In PDF 1.0 (1993), a PDF file consisted of a mix of ASCII characters for the PDF syntax and binary code for objects such as images. A page stream would contain visible PDF operators and operands, for instance:
56.7 748.5 m
136.2 748.5 l
This code tells you that a line has to be drawn (
S) between the coordinate
(x = 56.7; y = 748.5) because that's where the cursor is moved to with the
m operator, and the coordinate
(x = 136.2; y = 748.5) because a path was constructed using the
l operator that adds a line.
Starting with PDF 1.2 (1996), one could start using filters for such content streams (page content streams, form XObjects). In most cases, you'll discover a
/Filter entry with value
/FlateDecode in the stream dictionary. You'll hardly find any "modern" PDFs of which the contents aren't compressed.

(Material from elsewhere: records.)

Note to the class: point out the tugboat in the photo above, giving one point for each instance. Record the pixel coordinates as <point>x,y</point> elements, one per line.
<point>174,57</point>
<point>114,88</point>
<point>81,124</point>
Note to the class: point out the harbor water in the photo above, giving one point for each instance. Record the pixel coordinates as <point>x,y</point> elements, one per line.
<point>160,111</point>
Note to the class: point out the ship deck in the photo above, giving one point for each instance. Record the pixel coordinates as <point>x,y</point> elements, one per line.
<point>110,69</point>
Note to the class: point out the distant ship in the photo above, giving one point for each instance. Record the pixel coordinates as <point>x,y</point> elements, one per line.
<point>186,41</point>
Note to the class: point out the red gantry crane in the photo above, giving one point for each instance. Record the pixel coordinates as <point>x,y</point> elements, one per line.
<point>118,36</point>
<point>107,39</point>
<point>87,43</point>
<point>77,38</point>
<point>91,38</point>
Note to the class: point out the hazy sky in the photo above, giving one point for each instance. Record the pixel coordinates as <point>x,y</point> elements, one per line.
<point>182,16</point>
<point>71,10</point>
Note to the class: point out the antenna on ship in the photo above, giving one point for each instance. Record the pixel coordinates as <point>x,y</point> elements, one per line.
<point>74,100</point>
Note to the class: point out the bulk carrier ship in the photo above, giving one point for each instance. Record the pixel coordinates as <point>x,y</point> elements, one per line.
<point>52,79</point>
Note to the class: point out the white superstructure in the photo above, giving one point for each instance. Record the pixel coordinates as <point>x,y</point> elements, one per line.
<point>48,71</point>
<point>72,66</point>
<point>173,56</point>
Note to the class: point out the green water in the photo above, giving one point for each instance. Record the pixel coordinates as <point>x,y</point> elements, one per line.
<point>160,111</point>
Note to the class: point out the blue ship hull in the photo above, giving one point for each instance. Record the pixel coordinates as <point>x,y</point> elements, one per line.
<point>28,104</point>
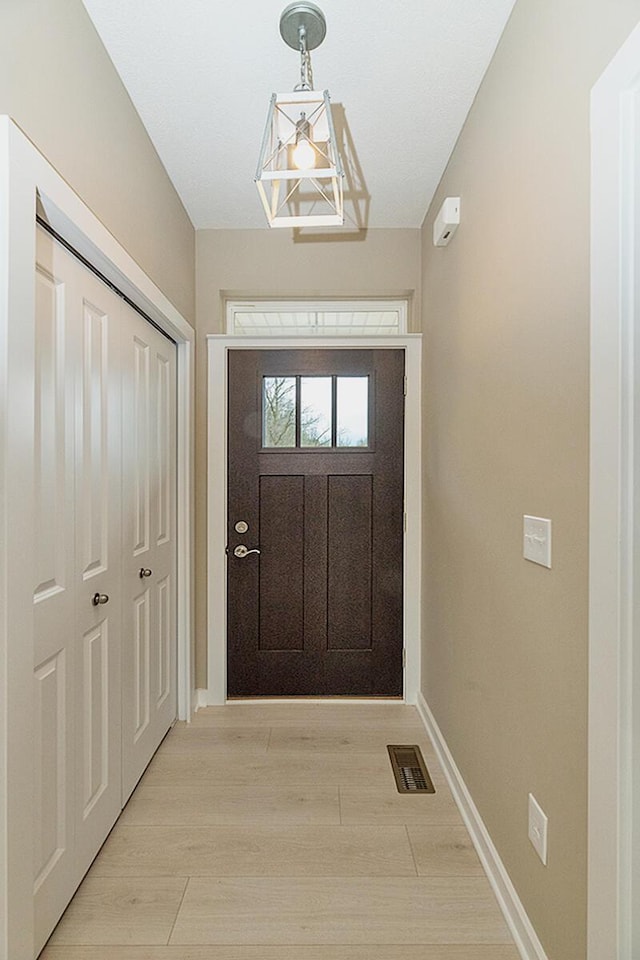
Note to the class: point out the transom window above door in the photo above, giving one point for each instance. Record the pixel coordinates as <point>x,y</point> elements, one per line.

Up until PDF 1.5 (2003), all indirect objects in a PDF document, as well as the cross-reference stream were stored in ASCII in a PDF file. Starting with PDF 1.5, specific types of objects can be stored in an objects stream. The cross-reference table can also be compressed into a stream. iText's
PdfReader has an
isNewXrefType() method to check if this is the case. Maybe that's what you're looking for. Maybe you have PDFs that need to be read by software that isn't able to read PDFs of this type, but... you're not telling us.
Maybe we're completely misinterpreting the question. Maybe you want to know if you're receiving an actual PDF or a zip file with a PDF. Or maybe you want to data-mine the different filters used inside the PDF. In short: your question isn't very clear, and I hope this answer explains why you should clarify.